Quelques-unes des cités de la ligue, et non les moins importantes, se
tiennent en dehors ; mais Anagnia (Anagni), de beaucoup la plus puissante,
met ses troupes en campagne. Cette subite levée d’armes était un danger pour
l’armée du Samnium qui, tout occupée du siège des places dans le pays
Sabellique, se voyait ainsi prise à dos par un ennemi nouveau. La chance des
combats semble revenir aux Samnites : Sora et Calatia tombent dans leurs
mains. Mais, tout à coup, les Anagniens sont battus par les troupes expédiées
en hâte de Rome même : les légions du Samnium sont débarrassées sur leurs
derrières, et tout est perdu encore une fois. Il ne reste plus aux Samnites
qu’à implorer la paix, mais en vain ; on ne pouvait encore s’entendre.
La campagne de 449 [-305]
amène la fin du drame. Les deux armées consulaires poussent en avant : l’une
conduite par Tiberius Minucius, et, après sa mort, par Marcus
Fulvius, part de Campanie, et franchit les cols des montagnes : l’autre,
sous Lucius Postumius, part du littoral de l’Adriatique et remonte le Tifernus
(Biferno) : elles se réunissent devant la capitale du pays, Bovianum
: livrent une dernière bataille, font prisonnier le général Samnite Statius
Gellius, et enlèvent la ville. La chute de la principale place d’armes
marque le terme de cette guerre de vingt-deux années. Les Samnites retirent
leurs garnisons de Sora et d’Arpinum [Arpino, Terre de
Labour], et envoient à Rome des ambassadeurs qui demandent encore une fois la
paix : leur exemple est suivi par tous les Sabelliens, Marses,
Marrucins, Pœligniens, Frentans, Vestins, Picentins. Rome leur fait des
conditions tolérables : quelquefois, comme aux Pœligniens, elle leur impose
le sacrifice d’une portion peu considérable, il est vrai, de leur territoire.

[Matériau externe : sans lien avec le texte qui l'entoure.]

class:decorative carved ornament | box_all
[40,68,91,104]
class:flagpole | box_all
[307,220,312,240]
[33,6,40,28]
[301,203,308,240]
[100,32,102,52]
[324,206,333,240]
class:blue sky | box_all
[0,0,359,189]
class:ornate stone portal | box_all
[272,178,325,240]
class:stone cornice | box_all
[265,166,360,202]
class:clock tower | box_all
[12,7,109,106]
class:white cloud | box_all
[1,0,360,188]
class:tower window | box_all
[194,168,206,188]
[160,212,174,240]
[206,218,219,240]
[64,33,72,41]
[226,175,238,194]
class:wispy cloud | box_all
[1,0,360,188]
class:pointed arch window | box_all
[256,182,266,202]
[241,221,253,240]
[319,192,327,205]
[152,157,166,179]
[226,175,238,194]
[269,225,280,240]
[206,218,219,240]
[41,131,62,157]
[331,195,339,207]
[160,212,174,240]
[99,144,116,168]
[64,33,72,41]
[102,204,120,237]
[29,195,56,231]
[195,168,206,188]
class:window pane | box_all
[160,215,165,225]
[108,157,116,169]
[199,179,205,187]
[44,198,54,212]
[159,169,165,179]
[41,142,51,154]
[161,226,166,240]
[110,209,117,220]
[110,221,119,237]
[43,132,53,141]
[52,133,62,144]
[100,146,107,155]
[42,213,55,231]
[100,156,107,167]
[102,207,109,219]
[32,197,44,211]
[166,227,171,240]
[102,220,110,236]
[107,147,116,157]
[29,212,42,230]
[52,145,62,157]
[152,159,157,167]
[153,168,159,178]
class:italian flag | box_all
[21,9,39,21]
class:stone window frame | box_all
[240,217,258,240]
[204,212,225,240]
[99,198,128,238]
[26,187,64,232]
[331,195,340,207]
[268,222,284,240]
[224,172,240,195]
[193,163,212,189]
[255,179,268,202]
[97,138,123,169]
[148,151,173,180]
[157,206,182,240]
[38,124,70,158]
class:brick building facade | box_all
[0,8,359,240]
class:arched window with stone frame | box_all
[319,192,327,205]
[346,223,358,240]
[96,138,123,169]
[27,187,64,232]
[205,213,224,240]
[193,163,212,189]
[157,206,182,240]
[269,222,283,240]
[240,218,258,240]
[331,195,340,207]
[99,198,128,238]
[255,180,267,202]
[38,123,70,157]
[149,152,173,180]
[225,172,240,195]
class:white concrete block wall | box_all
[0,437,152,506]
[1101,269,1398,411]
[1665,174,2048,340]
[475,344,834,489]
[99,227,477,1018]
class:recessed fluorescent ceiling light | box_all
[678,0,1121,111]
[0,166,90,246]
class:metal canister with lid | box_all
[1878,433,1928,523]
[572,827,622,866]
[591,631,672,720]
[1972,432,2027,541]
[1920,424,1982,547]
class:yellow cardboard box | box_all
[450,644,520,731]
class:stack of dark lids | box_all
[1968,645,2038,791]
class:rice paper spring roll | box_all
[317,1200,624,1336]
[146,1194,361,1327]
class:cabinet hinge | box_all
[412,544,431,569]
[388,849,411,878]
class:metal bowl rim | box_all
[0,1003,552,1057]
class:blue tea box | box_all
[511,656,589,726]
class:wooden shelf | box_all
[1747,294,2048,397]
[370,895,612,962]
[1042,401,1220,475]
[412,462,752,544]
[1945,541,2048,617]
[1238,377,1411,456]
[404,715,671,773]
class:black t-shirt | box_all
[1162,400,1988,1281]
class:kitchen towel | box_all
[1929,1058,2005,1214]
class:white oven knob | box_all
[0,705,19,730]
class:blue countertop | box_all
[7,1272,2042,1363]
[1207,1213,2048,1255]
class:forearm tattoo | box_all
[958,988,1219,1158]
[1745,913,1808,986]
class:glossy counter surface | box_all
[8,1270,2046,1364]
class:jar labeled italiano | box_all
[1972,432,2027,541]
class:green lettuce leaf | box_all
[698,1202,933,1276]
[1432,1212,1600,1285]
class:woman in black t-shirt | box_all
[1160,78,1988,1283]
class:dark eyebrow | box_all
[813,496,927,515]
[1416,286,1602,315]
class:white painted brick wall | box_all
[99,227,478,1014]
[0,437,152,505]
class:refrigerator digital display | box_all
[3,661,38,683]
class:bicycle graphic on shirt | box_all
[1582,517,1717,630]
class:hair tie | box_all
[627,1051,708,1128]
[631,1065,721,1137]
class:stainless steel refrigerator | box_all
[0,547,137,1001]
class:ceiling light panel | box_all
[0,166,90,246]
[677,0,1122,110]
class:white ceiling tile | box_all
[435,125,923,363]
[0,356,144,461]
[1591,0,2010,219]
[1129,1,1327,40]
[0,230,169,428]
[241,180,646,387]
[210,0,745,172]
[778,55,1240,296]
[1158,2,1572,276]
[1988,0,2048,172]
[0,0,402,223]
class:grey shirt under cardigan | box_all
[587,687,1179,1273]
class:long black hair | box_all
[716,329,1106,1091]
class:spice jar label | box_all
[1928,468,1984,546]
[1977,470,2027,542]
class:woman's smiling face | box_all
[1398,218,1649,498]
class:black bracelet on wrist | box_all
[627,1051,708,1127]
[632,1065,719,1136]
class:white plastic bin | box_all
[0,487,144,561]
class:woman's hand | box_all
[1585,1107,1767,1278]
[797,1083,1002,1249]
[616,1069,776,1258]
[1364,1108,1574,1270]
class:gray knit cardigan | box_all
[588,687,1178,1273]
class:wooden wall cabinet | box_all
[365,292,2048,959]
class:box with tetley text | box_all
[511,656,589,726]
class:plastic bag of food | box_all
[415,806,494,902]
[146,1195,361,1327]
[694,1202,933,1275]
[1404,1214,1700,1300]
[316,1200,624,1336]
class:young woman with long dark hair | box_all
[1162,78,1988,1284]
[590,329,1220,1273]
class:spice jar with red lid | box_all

L’alliance est renouvelée entre elle et les États Sabelliques (450 [304 av. J.-C.]).
Vers le même temps, à ce qu’il semble, et à la suite de la
paix conclue avec les Samnites, Tarente fit aussi la sienne. Les deux États
ne s’étaient point directement combattus : les Tarentins avaient plutôt
assisté en spectateurs, du commencement jusqu’à la fin, à la longue lutte de
Rome et du Samnium ; seulement, ligués avec les Sallentins contre
les alliés des Romains, ils avaient eu journellement affaire aux bandes
Lucaniennes. Dans les dernières années de la guerre Samnite, une fois, ils
avaient fait mine d’y prendre sérieusement un rôle. Pressés d’une part, du
côté de la Lucanie,
où il leur fallait repousser des incursions sans cesse renouvelées :
pressentant bien, bon gré mal gré, de l’autre part, que la chute du Samnium
était une menace pour leur propre indépendance, ils s’étaient décidés, en
dépit de l’expérience malheureuse déjà faite, et des souvenirs laissés par
Alexandre le Molosse, à appeler encore un condottiere à leur secours.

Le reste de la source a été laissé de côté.